Roger, thanks for this. Very helpful. In response to your three paragraphs…

1. The source critical argument is certainly persuasive, but we still have to reckon with the fact that Matthew (presumably) saw fit to extend or elaborate upon the Q (presumably) parable in this way.

2. I fully agree with this argument. See The lost and the unlost in the parable of the prodigal son.

3. I’m not convinced that the parable of the ill-attired wedding guest would have made the same point as the parable of the wedding feast. Matthew (presumably) did not think that Jesus was repeating himself; it is striking that only one guest turns up unprepared; and the saying in verse 14 about many being called, few chosen, sounds more like a comment on the difficulty of discipleship than a condemnation of the Pharisees et al. It seems to me that we have two judgments in these chapters: judgment on unrighteous Israel (cf. Matt. 23:35-36) and judgment on incompetent disciples (e.g. the parable of the talents). The parable of the ten virgins comes into the latter category—the foolish girls turn for the wedding but have forgotten to bring oil for their lamps. So I would argue that Matthew extends the parable of the wedding feast in order to make the point that there is still something required of those who are invited in belatedly.

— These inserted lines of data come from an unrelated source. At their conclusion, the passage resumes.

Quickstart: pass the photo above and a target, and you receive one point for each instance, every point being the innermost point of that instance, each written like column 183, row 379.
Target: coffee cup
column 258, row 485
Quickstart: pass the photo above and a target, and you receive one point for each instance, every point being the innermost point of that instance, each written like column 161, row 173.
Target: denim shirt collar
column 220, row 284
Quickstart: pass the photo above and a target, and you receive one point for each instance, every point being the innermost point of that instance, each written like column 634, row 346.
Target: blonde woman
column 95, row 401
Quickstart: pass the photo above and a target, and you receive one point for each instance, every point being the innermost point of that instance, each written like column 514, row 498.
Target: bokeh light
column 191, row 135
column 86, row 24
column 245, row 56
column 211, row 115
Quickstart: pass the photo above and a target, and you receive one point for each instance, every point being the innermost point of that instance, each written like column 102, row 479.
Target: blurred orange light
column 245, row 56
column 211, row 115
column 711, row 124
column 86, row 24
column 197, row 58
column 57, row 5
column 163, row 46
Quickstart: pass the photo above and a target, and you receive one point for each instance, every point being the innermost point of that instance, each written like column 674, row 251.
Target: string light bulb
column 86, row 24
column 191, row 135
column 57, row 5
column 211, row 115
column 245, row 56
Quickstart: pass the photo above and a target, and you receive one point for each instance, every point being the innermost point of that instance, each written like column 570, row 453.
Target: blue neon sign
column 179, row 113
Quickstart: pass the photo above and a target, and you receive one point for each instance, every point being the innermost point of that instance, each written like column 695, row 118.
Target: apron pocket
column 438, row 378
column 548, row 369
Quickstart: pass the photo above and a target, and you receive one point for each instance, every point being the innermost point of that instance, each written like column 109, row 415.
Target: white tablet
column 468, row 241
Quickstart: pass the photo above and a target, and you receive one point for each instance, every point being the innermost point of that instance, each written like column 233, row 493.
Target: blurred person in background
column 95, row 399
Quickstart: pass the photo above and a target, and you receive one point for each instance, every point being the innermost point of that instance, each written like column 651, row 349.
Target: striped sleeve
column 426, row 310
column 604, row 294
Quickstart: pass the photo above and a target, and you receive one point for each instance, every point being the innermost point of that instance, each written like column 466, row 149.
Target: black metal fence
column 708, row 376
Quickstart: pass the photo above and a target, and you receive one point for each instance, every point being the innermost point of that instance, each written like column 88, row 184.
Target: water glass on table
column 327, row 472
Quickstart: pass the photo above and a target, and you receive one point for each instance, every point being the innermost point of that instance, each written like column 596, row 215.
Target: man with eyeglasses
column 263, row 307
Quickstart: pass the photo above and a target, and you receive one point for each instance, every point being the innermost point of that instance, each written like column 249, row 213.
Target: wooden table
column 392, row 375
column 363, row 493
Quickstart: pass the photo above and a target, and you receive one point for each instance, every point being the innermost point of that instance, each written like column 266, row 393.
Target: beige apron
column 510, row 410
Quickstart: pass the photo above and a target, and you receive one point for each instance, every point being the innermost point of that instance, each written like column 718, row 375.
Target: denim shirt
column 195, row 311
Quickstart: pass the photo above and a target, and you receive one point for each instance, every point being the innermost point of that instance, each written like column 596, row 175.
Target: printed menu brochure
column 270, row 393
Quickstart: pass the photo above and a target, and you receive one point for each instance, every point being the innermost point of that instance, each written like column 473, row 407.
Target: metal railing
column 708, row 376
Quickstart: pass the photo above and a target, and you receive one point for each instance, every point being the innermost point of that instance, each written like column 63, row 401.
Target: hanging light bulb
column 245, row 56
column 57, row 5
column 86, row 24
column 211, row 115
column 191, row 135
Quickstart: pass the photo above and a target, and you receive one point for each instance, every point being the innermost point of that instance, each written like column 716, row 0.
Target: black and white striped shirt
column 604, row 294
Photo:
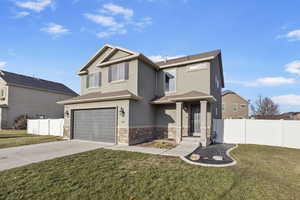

Israel was called first but rejected Jesus and killed His servants. God had Israel destroyed for their rejection. Then the gospel was sent to the gentiles more specifically the United States. This country also has rejected Christ by her betrayal and adultery with false god’s, for example the legalization of every sin: homosexuality, abortion, capital punishment, assisted suicide, alcohol, tobacco, marijuana, prescription drugs, gambling, prostitution, lascivious attire, licentiousness, treatment of animals equivalent to man to name a few. The being ready for the marriage indicates the end of the world and man being prepared. The man cast into outer darkness is man being cast into Hell for not being baptised with the Holy Spirit and sanctified hence the lack of the white garment, robes of white in the Revelation. Man must repent of all his sins with a sincere heart. When God judges man’s heart sincere, He will baptize man with the Holy Spirit with the evidence of his prayer language. Man must pray in his prayer language daily to know what God’s will is for his life. Man must submit to the Holy Spirit by giving up his self-will which is the sin nature. The Holy Spirit will take man down the path that will expose his sins and reveal the ugliness and consequences of them. This is the baptism of Fire. Man must suffer the death of self, this is what Jesus meant by deny yourself of your sins and take up your own cross daily. Through this process man will be sanctified- made ready to enter Heaven at his death. This is the message of True salvation. This is how man follows Jesus this is the only Way into the Kingdom, what good comes from a man who says he believes in Jesus and refuses to be like Him.

@Devin Edwards:

Hi 

thank you very much for the above thoughts on this parable, my question still not answer, if someone can explain, “If the feast represents the kingdom of God, how did this man got into it not wearing wedding garment? since the wedding garment represent salvation. should we understand that people can get into the kingdom of God with having been saved. please help me understand this.